En el sonado acontecimiento de Luz y Fuerza del Centro también se incurrió en esta grave patología política y jurídica. La forma fascistoide en que se llevó a cabo la ejecución sumaria del decreto de extinción, aunada a  los hechos acaecidos tras la toma de las instalaciones, pusieron de manifiesto que las atribuciones legales fueron usadas para alcanzar metas totalmente opuestas al interés general, como castigar y estigmatizar al Sindicato Mexicano de Electricistas, un gremio que se ha caracterizado por su capacidad de oposición y su afinidad con diferentes movimientos sociales contrarios al neoliberalismo; facilitar la presencia de inversionistas privados en un área estratégica de la economía nacional en la que sólo el Estado puede participar; y  permitir el usufructo de los más de 23 mil kilómetros de cableado de fibra óptica.

Tampoco puede ignorarse aquella transmisión en red nacional desde Los Pinos destinada a difundir los supuestos logros en materia de seguridad, la cual fue declarada ilegal por el Consejo General del IFE en virtud de que se violentó la veda electoral, se materializaron actos de proselitismo y se indujo al voto ciudadano, transgrediéndose  la prohibición contenida en el artículo 41 de la Constitución General de la República.

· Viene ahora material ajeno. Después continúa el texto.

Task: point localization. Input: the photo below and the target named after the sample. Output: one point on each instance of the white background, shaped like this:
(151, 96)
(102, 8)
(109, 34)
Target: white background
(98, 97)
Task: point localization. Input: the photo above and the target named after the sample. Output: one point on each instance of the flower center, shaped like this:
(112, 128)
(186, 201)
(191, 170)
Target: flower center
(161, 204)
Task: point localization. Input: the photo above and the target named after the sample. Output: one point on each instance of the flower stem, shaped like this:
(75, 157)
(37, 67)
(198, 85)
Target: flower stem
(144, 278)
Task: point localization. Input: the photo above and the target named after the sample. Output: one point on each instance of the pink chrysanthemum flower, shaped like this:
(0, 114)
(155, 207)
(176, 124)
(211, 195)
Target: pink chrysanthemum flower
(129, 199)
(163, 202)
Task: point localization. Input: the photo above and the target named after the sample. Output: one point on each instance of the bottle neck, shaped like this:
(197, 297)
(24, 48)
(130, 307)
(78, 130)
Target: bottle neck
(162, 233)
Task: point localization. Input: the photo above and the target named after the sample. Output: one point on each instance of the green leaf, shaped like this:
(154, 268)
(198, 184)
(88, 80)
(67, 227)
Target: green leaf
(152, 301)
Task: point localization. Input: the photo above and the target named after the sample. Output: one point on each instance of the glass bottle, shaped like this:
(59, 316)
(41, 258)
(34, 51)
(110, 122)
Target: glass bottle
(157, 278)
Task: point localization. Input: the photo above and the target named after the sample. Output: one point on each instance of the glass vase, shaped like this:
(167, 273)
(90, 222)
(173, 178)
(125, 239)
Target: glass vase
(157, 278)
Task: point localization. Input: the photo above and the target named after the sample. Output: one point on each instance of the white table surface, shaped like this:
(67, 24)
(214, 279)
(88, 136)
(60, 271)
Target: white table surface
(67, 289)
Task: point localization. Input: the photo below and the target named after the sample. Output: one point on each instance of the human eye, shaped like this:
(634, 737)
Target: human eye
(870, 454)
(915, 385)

Otro uso abusivo y desviado de la investidura presidencial es la declaración hecha en la sede de la Concanaco en el sentido de que algunas encuestas ubicaban a la candidata blanquiazul, Josefina Vázquez Mota, ligeramente abajo de la posición en la que se encontraba Enrique Peña Nieto.

¡Y qué decir de la inmunidad otorgada al ex presidente Ernesto Zedillo dentro del oficio dirigido por la Cancillería al Departamento de Estado de los Estados Unidos! Más que brindar un salvavidas al priista para que enfrente airosamente la demanda enderezada en su contra ante una corte federal de Connecticut por algunos de los sobrevivientes de la atroz matanza de Acteal, el cometido esencial de esta medida internacional tiene que ver con el establecimiento de un precedente jurídico del cual eventualmente Felipe Calderón podría echar mano en el futuro si ello fuere necesario, a efecto de neutralizar posibles denuncias ante la justicia norteamericana.

El riesgo del surgimiento de nuevos casos de desvío de poder es tangible. Calderón está obsesionado con la idea de que la banda presidencial siga en manos de su partido. La tentación de hacer uso ilegítimo del poder del Estado para interferir en los comicios del próximo mes de julio, incluso por la vía de la criminalización de los opositores políticos, está a flor de piel.